The World Bank’s Little Book of Horrors

The World Bank’s 2008 Little Data Book on Africa (.pdf) might also have been called the Little Book of Horrors. It describes a world of human beings living at the extremes of poverty and at the edge of a precarious existence, particularly children under five years old.

I ran some of the data from sub-Saharan countries where there are more than 200 deaths per thousand for under-5-year-olds to try to get some correlations between:

– The amounts of aid flowing into a country as a percentage of GDP.
– The per capita GDP.
– And the number of deaths per thousand for under-5-year-olds.

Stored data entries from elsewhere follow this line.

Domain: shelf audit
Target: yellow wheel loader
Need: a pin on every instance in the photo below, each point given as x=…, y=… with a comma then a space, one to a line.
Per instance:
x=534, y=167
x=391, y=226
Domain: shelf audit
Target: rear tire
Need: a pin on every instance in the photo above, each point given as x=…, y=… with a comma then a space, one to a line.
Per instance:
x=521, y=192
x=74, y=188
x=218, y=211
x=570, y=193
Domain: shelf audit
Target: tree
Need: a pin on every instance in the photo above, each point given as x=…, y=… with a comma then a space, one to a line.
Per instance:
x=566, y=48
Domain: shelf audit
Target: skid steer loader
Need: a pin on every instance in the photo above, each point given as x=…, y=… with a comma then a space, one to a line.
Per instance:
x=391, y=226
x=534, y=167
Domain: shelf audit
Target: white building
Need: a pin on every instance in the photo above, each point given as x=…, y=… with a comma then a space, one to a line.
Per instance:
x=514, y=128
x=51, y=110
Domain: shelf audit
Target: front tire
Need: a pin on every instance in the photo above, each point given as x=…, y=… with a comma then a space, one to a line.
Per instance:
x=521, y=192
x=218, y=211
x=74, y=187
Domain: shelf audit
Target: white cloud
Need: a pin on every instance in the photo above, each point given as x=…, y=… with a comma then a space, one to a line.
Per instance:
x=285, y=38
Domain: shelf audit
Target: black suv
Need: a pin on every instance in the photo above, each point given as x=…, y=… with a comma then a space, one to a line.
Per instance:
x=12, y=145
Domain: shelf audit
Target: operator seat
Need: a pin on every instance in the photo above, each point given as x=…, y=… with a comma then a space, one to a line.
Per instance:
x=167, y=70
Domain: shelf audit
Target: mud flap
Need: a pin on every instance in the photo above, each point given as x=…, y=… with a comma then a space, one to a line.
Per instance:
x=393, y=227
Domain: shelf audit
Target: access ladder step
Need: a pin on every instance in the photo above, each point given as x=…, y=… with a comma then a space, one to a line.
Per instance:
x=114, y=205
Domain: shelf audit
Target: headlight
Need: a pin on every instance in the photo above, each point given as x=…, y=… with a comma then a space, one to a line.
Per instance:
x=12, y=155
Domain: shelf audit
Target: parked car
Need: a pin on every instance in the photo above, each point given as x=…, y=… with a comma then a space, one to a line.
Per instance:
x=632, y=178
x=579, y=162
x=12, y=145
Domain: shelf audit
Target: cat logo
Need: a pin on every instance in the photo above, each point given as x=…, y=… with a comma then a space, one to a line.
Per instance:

I found that there isn’t much of one. Both oil-rich Angola and Equatorial Guinea, which both have less than 1 percent of aid as a percentage of GDP, have about the same deaths per thousand of children under five as countries which are much more aid dependent.

What’s striking is that these two oil-rich countries boast per capita GDPs far above the average — less than $300 — for sub-Saharan Africa as a whole, with Angola at $1,069 and Equatorial Guinea at an astounding $7,470. If a measure of a country’s performance is how it uses its wealth to protect its young, then both Angola and Equatorial Guinea have to be rated as failures, as they have the same or slightly worse mortality rates for under-5-year-olds than Liberia (per capita GDP $134) and Mali (per capita GDP $290.)

What’s striking is that in the band of countries with under-five mortality rates greater than 200 per thousand, the amount of aid as a percentage of GDP runs from .3 percent to 43.8 percent. This suggests that massive amounts of aid in Africa might be good for some things but not necessarily for reaching one’s 6th birthday.